L’efficacia di questo libro si rivela non solo negli approfondimenti, ma anche negli ampliamenti di riflessione che stimola.
La capocrazia italiana può essere l’anticamera di un’autocrazia ben delineata come nell’India di
Modi. Per ora, la differenza sembra farla la stabilità autocratica indiana, mentre la capocrazia italiana ammette tanti capi e, per giunta, di breve durata. Abbiamo tanti capi episodici, “usa e getta”, a conferma che non è oro tutto quel che luccica. L’autocrazia è figlia di una scelta democratica, ma è altresì revocabile ( Bolsonaro docet e anche Trump). Inoltre: le capocrazie/ autocrazie sono più performanti delle democrazie reali? Danno risultati economici e di benessere sociale maggiore, come comunemente si crede? Non esiste alcuna evidenza scientifica che l’attesti e, dati alla mano, basta comparare la situazione socioeconomica del democratico Nordeuropa con quella dell’autocrazia in India o quella nordamericana con la cinese o la russa. Dislivelli a dir poco imbarazzanti, per chi pensa che il vento autocratico che tira dall’Asia in Europa sia dovuto a un Eolo interessato all’economia e al benessere. In aggiunta, il libro ha un cuore teorico che presuppone l’implosione delle élite e l’emergere dei leader, dei capi, come scrissi nel 2015. Alla scomparsa delle élite verticali e autocentrate è seguita l’implosione delle élite democratiche, un ossimoro paralizzato dalla propria autoreferenzialità cetuale e dalla complessità di poteri plurali e frammentati. Sono emersi così i nuovi capi, non più sostenuti da élite che brillano di luce propria, come nelle vecchie direzioni e congressi dei partiti, ma da un cerchio magico di obbedienti cortigiani. Sono leader mediatici, persuasori capaci di “andare” direttamente al popolo grazie alla potenza aumentata degli schermi.
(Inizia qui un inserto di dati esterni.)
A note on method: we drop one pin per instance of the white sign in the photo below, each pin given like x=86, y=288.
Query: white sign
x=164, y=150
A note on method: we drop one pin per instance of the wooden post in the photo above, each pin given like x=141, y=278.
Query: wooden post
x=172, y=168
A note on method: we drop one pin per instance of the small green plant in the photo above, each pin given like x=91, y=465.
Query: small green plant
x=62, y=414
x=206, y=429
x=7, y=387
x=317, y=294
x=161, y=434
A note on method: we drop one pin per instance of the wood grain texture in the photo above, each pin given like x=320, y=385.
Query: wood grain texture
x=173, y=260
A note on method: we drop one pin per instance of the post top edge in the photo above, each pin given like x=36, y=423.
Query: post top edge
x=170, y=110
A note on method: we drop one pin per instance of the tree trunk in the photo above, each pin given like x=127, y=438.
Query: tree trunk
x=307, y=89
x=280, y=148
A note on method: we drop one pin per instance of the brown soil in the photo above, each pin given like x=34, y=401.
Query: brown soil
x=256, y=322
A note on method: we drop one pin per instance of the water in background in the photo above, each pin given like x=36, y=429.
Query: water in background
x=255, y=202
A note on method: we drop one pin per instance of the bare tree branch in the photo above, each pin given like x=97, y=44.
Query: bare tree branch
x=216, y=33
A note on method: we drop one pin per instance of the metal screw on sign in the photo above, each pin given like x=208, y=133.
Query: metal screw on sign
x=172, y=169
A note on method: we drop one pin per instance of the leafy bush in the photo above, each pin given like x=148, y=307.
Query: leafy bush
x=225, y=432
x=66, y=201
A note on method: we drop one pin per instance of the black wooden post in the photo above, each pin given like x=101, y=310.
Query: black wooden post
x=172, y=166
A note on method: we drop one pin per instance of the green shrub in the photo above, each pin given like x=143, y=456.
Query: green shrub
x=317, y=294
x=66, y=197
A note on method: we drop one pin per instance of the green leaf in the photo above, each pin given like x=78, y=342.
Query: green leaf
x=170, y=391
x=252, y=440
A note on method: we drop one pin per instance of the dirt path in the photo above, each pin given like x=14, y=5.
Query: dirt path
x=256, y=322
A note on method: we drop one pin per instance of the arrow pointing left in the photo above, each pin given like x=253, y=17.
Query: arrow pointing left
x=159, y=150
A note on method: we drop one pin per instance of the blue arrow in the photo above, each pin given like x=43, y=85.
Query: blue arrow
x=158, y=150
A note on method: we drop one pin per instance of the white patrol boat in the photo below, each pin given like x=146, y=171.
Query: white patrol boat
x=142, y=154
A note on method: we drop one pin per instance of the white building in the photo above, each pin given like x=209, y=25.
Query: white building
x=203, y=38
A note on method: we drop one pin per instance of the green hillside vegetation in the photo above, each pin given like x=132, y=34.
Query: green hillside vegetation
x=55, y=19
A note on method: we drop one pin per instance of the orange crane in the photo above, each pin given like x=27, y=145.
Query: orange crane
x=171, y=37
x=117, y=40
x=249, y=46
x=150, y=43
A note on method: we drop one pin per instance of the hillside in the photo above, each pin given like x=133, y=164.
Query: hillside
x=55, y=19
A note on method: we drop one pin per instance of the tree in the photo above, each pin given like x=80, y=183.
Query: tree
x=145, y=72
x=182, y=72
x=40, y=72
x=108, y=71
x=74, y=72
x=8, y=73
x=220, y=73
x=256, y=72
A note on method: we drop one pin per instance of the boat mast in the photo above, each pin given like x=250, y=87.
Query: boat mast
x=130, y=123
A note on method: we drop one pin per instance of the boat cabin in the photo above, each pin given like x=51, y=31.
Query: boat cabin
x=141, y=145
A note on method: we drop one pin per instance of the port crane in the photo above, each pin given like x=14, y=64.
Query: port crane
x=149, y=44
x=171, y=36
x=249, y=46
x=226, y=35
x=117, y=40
Alla fine, con Ainis mi chiederei: siamo in attesa di un premierato da Terza repubblica? O siamo destinati a rimpiangere la partitocrazia della Prima, in cui c’erano i partiti? Allora almeno i cittadini potevano scegliere chi eleggere, andavano copiosi al voto e la fiducia nella politica era di conforto. Nel rovescio odierno,“nella partitocrazia senza partiti”, ma dei capi, sta il cul de sac istituzionale di un regime ibrido: parlamentare nella Costituzione scritta, ma “presidenzialista” di fatto”.